Bile rose in Sami's throat. "What makes you think I knew that you were meant to be Johnny's father?"

"You didn't challenge the test. You took my word for it. You weren't even in Salem when the results came down, but you were eager to believe me because it was what you wanted. What we both wanted."

"What we both wanted," Sami echoed numbly. What if she had wanted this, somehow, subconsciously? Had she been so intrigued by EJ that she had been willing to steal a son from Lucas for the second time in her life?

"You never were able to admit what you wanted," said EJ nostalgically. "That night in the car, you preferred to call it rape rather than admit that you were attracted—"

The numbness left Sami as quickly as it had come. "God damn you, EJ!" she shouted. "YOU BASTARD, YOU RAPED ME!"
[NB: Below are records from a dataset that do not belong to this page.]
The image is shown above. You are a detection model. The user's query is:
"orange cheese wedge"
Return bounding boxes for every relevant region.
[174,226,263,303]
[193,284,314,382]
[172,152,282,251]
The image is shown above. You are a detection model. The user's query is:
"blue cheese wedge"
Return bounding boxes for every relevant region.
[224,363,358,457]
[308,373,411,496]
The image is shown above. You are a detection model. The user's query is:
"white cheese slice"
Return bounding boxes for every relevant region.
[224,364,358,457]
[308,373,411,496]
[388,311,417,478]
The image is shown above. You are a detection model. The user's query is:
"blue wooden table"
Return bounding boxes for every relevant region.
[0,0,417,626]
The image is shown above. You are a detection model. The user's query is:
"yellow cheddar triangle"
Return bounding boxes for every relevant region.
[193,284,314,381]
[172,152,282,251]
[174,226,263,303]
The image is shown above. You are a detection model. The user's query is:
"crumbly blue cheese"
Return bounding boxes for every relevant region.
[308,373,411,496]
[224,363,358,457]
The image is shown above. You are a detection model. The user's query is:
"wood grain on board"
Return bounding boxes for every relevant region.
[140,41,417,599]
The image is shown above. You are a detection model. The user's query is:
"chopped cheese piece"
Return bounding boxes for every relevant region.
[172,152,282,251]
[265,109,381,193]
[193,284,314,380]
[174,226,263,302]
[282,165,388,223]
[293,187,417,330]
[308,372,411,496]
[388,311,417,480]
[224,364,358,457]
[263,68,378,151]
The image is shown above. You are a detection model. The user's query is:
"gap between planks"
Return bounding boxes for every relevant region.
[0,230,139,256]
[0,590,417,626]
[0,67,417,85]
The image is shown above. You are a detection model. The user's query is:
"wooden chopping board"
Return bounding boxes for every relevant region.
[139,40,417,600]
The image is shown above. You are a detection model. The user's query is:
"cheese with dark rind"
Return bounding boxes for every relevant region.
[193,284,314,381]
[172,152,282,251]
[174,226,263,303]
EJ circled her like a wild animal stalking its prey. "You always were deliciously beautiful when you were angry."

"Angry doesn't begin to cover it! I am furious, I am livid, I am repulsed, I am—"

EJ moved toward her. She forced herself to stand her ground. EJ placed his hands on her face. She forced herself to let him. EJ kissed her passionately. She forced herself to kiss back, all the while remembering that he had done the same thing to her precious, sensitive Allie in this very room.

Sami pulled the gun from her pocket and shot EJ in the groin.

Naturally, their kiss broke off shortly thereafter.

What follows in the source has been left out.